Автор книги: Сергей Солоух
Жанр:
Современная проза
сообщить о нарушении
Текущая страница: 1 (всего у книги 5 страниц)
Сергей Солоух
© Солоух С., текст, 2021
© Оформление. ООО «Издательство «Эксмо», 2021
* * *
В траве сидел кузнечик.
Песенка
Все персонажи, организации, события в этой книге вымышленные. В реальной жизни никогда не существовавшие и не происходившие. Связей, совпадений и подобий нет, а если кажутся и представляются, то это морок и галлюцинации. Отгоняйте.
Глава 1
Александра Людвиговича Непокоева кормил язык. Что, казалось бы, можно сказать обо всех и каждом. В любой голове, какую ни возьми, красный пестик во рту мнет и мешает пищу, делая процесс ее засасывания и заглатывания пищеводом более или менее безболезненным. Не в этом диво. Диво в том, что в ротовой полости Александра Людвиговича красный кусочек мясца был еще и тычинкой. Органом, придающим вкус и аромат не входящему потоку, а исходящему. Насыщающим слова и речи цветом и ароматом. Благоуханьем смысла или бессмыслицы. Впрочем, благоуханием чего именно и конкретно, не так важно, главное, что возвращалось это испущенное, невидимое и неосязаемое, достатком вполне материальным. Благодаря своему языку, постоянной подвижности пары каких-то шести-семи сантиметров легких, как мышка-норушка, мышц, и только-то, жил Александр Людвигович Непокоев гораздо лучше, чем многие иные люди, напрягающие каждодневно целые метры, десятки метров кровью напитанных и жилами опутанных волокон всего своего тела. Да-да, носил А. Л. Непокоев отличные ботинки, галстуки и пиджаки, неторопливо, всегда в уютной обстановке ел пищу от шеф-поваров и путешествовал. Много и с комфортом ездил. По миру и стране.

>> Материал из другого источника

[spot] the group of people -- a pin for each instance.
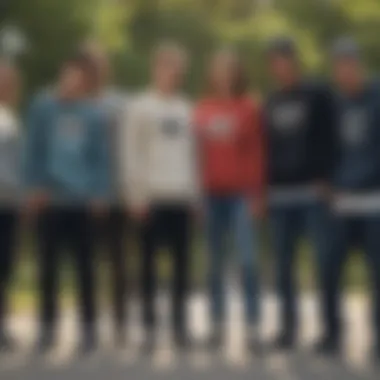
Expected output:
(307, 159)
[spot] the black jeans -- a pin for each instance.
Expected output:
(69, 229)
(8, 228)
(346, 233)
(166, 225)
(112, 235)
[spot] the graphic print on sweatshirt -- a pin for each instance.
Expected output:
(354, 127)
(220, 127)
(172, 127)
(289, 117)
(70, 130)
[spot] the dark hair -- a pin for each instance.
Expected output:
(240, 85)
(84, 62)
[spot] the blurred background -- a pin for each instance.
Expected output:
(41, 33)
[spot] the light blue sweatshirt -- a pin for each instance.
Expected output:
(66, 150)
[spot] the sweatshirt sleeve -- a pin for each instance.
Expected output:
(195, 163)
(133, 148)
(100, 158)
(256, 164)
(34, 149)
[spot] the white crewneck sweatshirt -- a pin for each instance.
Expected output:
(159, 160)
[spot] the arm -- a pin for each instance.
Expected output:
(256, 163)
(34, 156)
(195, 162)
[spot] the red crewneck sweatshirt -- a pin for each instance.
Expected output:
(231, 146)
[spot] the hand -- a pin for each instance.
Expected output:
(37, 202)
(140, 213)
(98, 209)
(323, 190)
(198, 214)
(259, 207)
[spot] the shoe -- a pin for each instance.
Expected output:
(7, 344)
(149, 345)
(120, 340)
(45, 343)
(182, 341)
(88, 345)
(284, 342)
(215, 341)
(376, 356)
(327, 346)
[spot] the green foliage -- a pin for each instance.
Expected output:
(129, 28)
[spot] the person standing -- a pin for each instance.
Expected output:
(231, 158)
(114, 226)
(356, 188)
(161, 183)
(10, 186)
(67, 182)
(298, 121)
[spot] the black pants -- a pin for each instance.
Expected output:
(112, 233)
(68, 230)
(168, 225)
(346, 233)
(8, 224)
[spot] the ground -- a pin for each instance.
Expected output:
(233, 363)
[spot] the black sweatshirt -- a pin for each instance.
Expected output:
(299, 127)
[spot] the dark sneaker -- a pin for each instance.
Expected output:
(149, 345)
(88, 345)
(182, 341)
(327, 346)
(284, 342)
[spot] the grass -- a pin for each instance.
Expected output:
(24, 285)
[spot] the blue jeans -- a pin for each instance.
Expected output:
(348, 232)
(288, 223)
(227, 215)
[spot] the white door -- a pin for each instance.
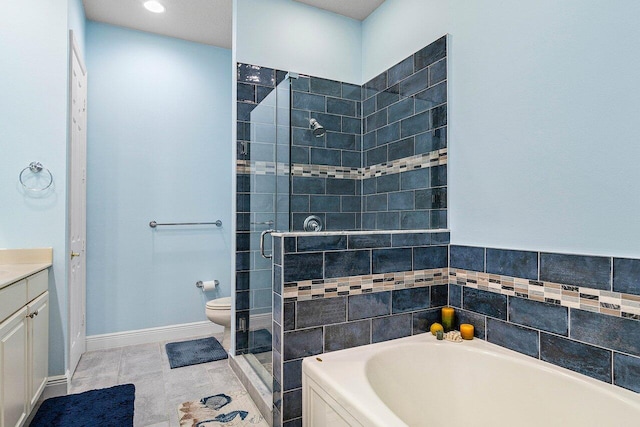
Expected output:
(77, 207)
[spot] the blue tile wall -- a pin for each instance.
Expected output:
(626, 371)
(327, 324)
(369, 305)
(391, 327)
(514, 337)
(484, 302)
(337, 107)
(539, 315)
(599, 345)
(402, 109)
(585, 359)
(347, 335)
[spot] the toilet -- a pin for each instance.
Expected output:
(219, 312)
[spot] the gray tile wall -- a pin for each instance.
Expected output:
(337, 107)
(405, 114)
(305, 328)
(600, 339)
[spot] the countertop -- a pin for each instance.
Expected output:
(16, 264)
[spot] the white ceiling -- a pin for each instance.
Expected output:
(356, 9)
(202, 21)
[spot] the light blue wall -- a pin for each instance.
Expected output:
(33, 127)
(159, 146)
(77, 22)
(398, 28)
(544, 98)
(292, 36)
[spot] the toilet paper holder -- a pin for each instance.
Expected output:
(200, 284)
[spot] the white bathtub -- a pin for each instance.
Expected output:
(419, 381)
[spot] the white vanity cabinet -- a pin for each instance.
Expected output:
(24, 342)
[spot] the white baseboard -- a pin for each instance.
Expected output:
(56, 386)
(145, 336)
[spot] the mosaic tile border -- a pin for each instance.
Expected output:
(355, 285)
(595, 300)
(420, 161)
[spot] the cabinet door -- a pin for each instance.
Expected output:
(38, 323)
(13, 370)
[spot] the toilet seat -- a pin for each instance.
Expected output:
(219, 304)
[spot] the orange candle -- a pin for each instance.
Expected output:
(466, 330)
(448, 314)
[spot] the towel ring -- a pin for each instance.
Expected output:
(35, 167)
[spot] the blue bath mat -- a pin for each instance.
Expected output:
(104, 407)
(186, 353)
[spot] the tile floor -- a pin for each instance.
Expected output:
(159, 389)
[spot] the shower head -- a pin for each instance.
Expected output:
(317, 128)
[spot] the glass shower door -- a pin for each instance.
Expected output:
(268, 152)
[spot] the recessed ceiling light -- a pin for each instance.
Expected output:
(154, 6)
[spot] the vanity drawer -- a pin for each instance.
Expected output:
(37, 284)
(12, 299)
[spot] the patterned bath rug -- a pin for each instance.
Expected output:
(186, 353)
(232, 409)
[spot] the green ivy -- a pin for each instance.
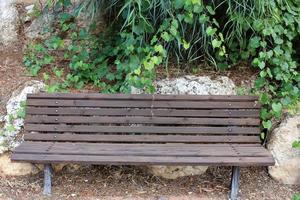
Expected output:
(141, 35)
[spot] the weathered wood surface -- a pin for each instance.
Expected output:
(143, 129)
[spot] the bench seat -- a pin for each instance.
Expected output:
(120, 129)
(144, 154)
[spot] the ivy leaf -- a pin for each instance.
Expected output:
(296, 144)
(210, 10)
(267, 124)
(203, 18)
(262, 65)
(216, 43)
(255, 42)
(264, 98)
(277, 107)
(186, 45)
(211, 31)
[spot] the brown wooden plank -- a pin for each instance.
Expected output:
(141, 120)
(98, 96)
(143, 104)
(162, 150)
(47, 145)
(141, 129)
(141, 112)
(144, 160)
(140, 138)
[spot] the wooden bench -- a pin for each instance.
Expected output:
(143, 129)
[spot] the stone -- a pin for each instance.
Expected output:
(67, 167)
(39, 25)
(174, 172)
(8, 22)
(201, 85)
(29, 11)
(8, 168)
(287, 158)
(13, 122)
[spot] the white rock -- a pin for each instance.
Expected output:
(287, 159)
(14, 104)
(8, 168)
(173, 172)
(30, 10)
(38, 26)
(202, 85)
(8, 22)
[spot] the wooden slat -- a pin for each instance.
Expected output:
(143, 104)
(47, 145)
(141, 120)
(98, 96)
(141, 112)
(141, 129)
(146, 150)
(140, 138)
(145, 160)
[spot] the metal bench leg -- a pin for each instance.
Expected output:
(47, 179)
(235, 178)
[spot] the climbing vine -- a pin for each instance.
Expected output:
(141, 35)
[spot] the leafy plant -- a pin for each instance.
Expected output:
(141, 35)
(296, 196)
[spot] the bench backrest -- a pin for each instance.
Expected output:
(142, 118)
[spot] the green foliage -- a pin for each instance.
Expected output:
(296, 144)
(141, 35)
(296, 196)
(272, 52)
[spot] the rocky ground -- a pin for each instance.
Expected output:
(116, 183)
(124, 182)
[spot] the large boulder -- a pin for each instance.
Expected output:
(202, 85)
(198, 85)
(287, 158)
(8, 22)
(13, 120)
(8, 168)
(38, 27)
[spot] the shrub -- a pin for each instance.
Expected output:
(141, 35)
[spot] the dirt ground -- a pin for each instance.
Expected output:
(125, 182)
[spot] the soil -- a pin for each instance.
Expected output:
(126, 182)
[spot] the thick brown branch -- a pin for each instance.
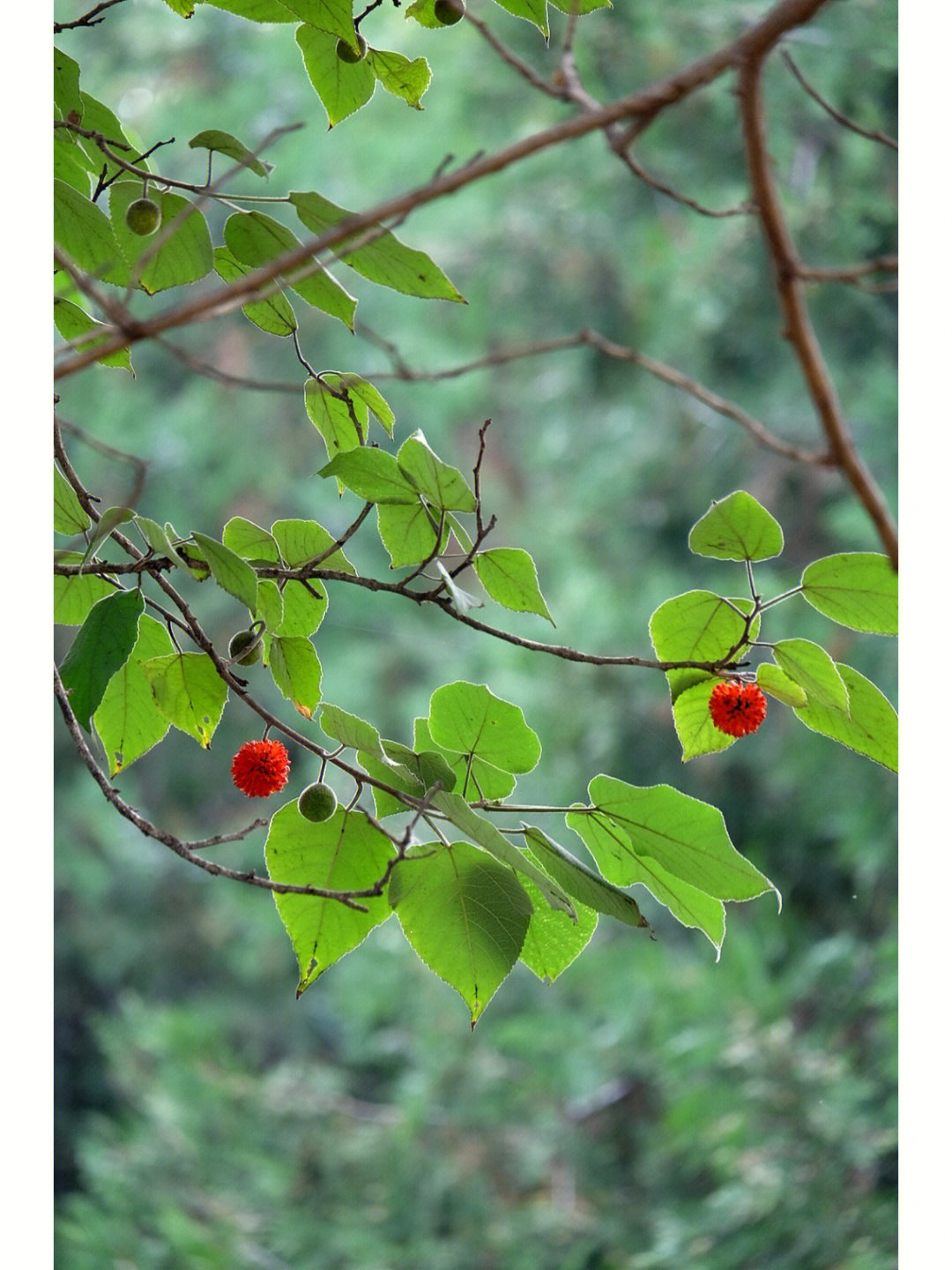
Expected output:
(798, 325)
(641, 107)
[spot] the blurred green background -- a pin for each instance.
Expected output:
(651, 1109)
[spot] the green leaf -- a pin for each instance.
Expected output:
(158, 539)
(372, 474)
(859, 589)
(249, 540)
(184, 257)
(693, 724)
(352, 733)
(407, 533)
(487, 836)
(256, 11)
(86, 235)
(611, 848)
(101, 646)
(190, 692)
(98, 117)
(297, 672)
(401, 77)
(441, 484)
(814, 669)
(256, 239)
(71, 320)
(469, 719)
(230, 571)
(697, 626)
(303, 542)
(554, 940)
(69, 516)
(532, 11)
(686, 836)
(66, 93)
(464, 915)
(509, 577)
(386, 260)
(736, 527)
(343, 854)
(127, 719)
(75, 594)
(580, 882)
(271, 606)
(339, 422)
(224, 143)
(871, 728)
(342, 86)
(274, 314)
(473, 776)
(778, 684)
(331, 16)
(303, 609)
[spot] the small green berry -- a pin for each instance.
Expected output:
(348, 54)
(240, 643)
(143, 216)
(449, 11)
(317, 803)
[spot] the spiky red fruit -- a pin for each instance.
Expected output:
(260, 767)
(736, 709)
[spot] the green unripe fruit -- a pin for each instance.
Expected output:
(348, 54)
(239, 646)
(143, 216)
(317, 803)
(449, 11)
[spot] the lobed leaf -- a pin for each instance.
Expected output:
(859, 589)
(736, 527)
(464, 915)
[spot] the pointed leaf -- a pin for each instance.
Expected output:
(386, 260)
(342, 854)
(297, 672)
(230, 571)
(441, 484)
(342, 86)
(273, 314)
(71, 322)
(814, 669)
(509, 577)
(871, 728)
(859, 589)
(686, 836)
(188, 691)
(74, 594)
(772, 680)
(374, 475)
(303, 542)
(464, 915)
(352, 733)
(736, 528)
(611, 848)
(487, 836)
(101, 646)
(554, 940)
(470, 719)
(224, 143)
(580, 882)
(69, 516)
(256, 239)
(127, 719)
(398, 75)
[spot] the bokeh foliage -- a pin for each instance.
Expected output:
(651, 1109)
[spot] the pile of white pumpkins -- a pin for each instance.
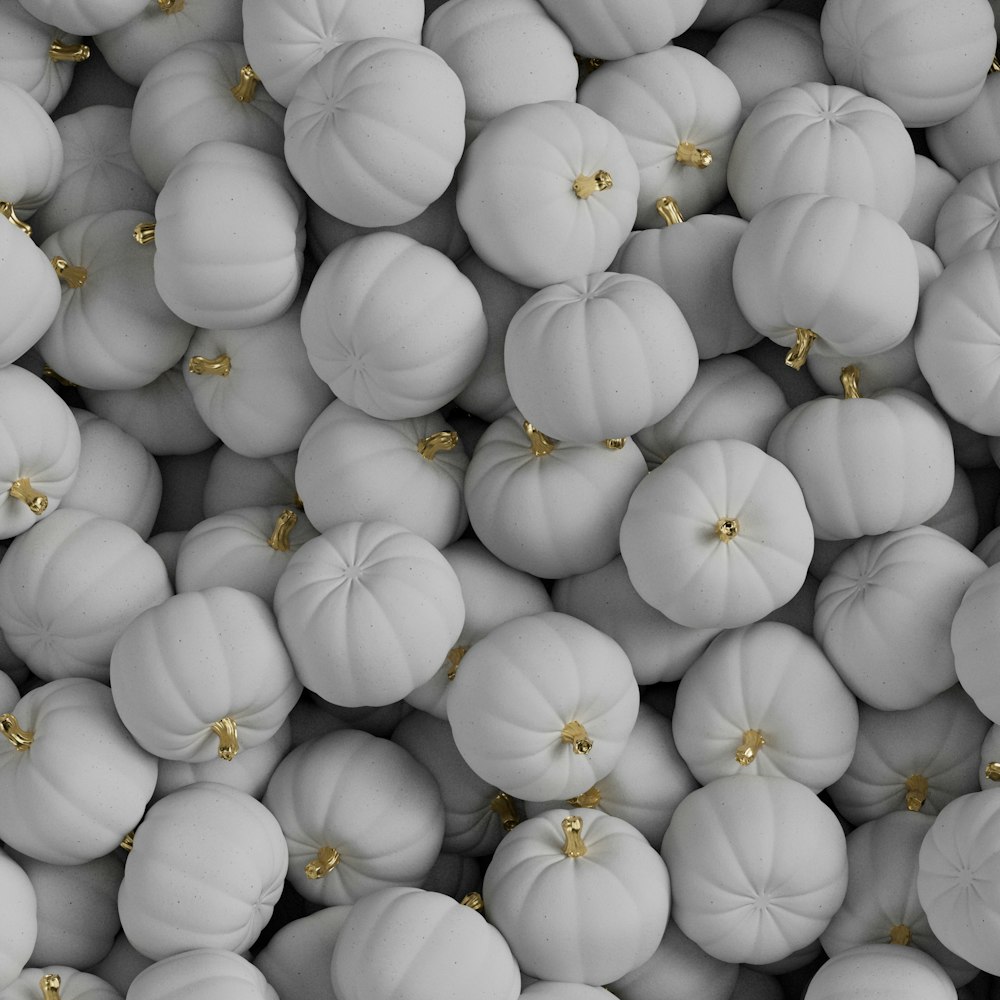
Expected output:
(498, 499)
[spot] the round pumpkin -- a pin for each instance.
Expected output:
(718, 535)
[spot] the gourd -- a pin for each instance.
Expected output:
(537, 884)
(73, 780)
(112, 329)
(203, 90)
(758, 867)
(565, 218)
(69, 590)
(531, 498)
(731, 524)
(205, 869)
(599, 356)
(41, 452)
(423, 943)
(382, 297)
(358, 814)
(368, 610)
(543, 705)
(763, 699)
(375, 130)
(203, 674)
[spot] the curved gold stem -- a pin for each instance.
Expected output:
(433, 443)
(246, 88)
(573, 847)
(20, 738)
(693, 156)
(229, 744)
(753, 740)
(587, 184)
(280, 538)
(575, 734)
(916, 792)
(7, 211)
(327, 858)
(797, 354)
(75, 275)
(21, 489)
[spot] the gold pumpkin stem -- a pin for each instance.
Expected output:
(433, 443)
(144, 232)
(753, 740)
(668, 210)
(575, 734)
(573, 847)
(327, 858)
(503, 805)
(587, 184)
(21, 489)
(7, 211)
(20, 738)
(849, 380)
(281, 538)
(796, 357)
(229, 744)
(916, 792)
(541, 444)
(693, 156)
(75, 275)
(221, 365)
(245, 89)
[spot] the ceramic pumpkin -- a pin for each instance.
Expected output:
(599, 356)
(358, 813)
(679, 115)
(448, 951)
(41, 452)
(401, 597)
(731, 524)
(216, 659)
(382, 297)
(229, 236)
(73, 780)
(566, 217)
(928, 64)
(206, 867)
(375, 130)
(896, 445)
(543, 705)
(758, 867)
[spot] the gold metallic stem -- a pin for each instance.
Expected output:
(753, 740)
(229, 744)
(916, 792)
(587, 184)
(281, 538)
(433, 443)
(246, 88)
(50, 984)
(20, 738)
(66, 52)
(7, 210)
(693, 156)
(21, 489)
(573, 847)
(74, 275)
(574, 733)
(144, 232)
(327, 858)
(796, 357)
(503, 805)
(668, 210)
(541, 444)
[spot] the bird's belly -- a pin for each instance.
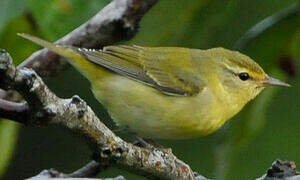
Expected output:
(152, 114)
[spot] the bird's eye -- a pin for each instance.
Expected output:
(244, 76)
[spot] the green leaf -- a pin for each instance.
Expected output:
(10, 9)
(8, 138)
(55, 18)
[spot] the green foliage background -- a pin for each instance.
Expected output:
(266, 129)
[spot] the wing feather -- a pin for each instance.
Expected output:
(157, 67)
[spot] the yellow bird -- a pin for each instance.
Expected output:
(168, 92)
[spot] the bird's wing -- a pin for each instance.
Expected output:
(169, 70)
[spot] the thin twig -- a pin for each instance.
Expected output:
(118, 21)
(265, 24)
(46, 108)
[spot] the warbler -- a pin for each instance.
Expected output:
(168, 92)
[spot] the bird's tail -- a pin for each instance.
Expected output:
(88, 69)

Он был счастливым человеком, но при этом не забывал, никогда не забывал, что сделал его таким и делает один лишь труд. Упорный и ежедневный, систематический и самоценный, кипучий, деятельный, расчетливый и целесообразный, тот самый, что постоянно возобновляет дары жизни и судьбы: приглашения на лекции и фестивали с полным пансионом и проездом за счет организаторов, почетное амплуа ведущего и распорядителя интеллектуальных мероприятий – сезонов, салонов, конкурсов и презентаций с последующим и параллельным доступом к источникам их финансирования, а также завидное положение эксперта-консультанта по всем вопросам культурного времяпрепровождения и образовательного досуга – в общем, все то бесконечно рафинированное, изящное и креативное, что в результате приносит человеку хорошие ботинки, галстуки и пиджаки, а также пищу и напитки в стильной посуде хороших ресторанов.
Короче, труд, труд и только труд, который предполагает как интегральную и обязательную часть – разминку, тренировку и сосредоточение перед своей прекрасной, уже собственно производительной и праздничной, словно долгожданная дефекация, фазой. Вот почему всякий день жизни, едва проснувшись, еще лежа под одеялом, глаза не разомкнув, Александр Непокоев начинал с разогрева и разминки своей рабочей лопаточки, лизунчика и лопотунчика, всю ночь бездельничавшего, лениво размокавшего и сладко опухавшего в тесном убежище между двойной подковою зубов и низким сводом нёба. В юности делал это Саша Непокоев шумно и неэкономно, обильно уснащая действие рыгательными, полоскательными и харкающими звуками; с возрастом пришла мудрость, и ныне, у зрелого А. Л., процесс тек в полной тишине, без прежней расточительности и размаха, но с большим объемом и разнообразием пусть мелких, но быстрых, беличьих движений.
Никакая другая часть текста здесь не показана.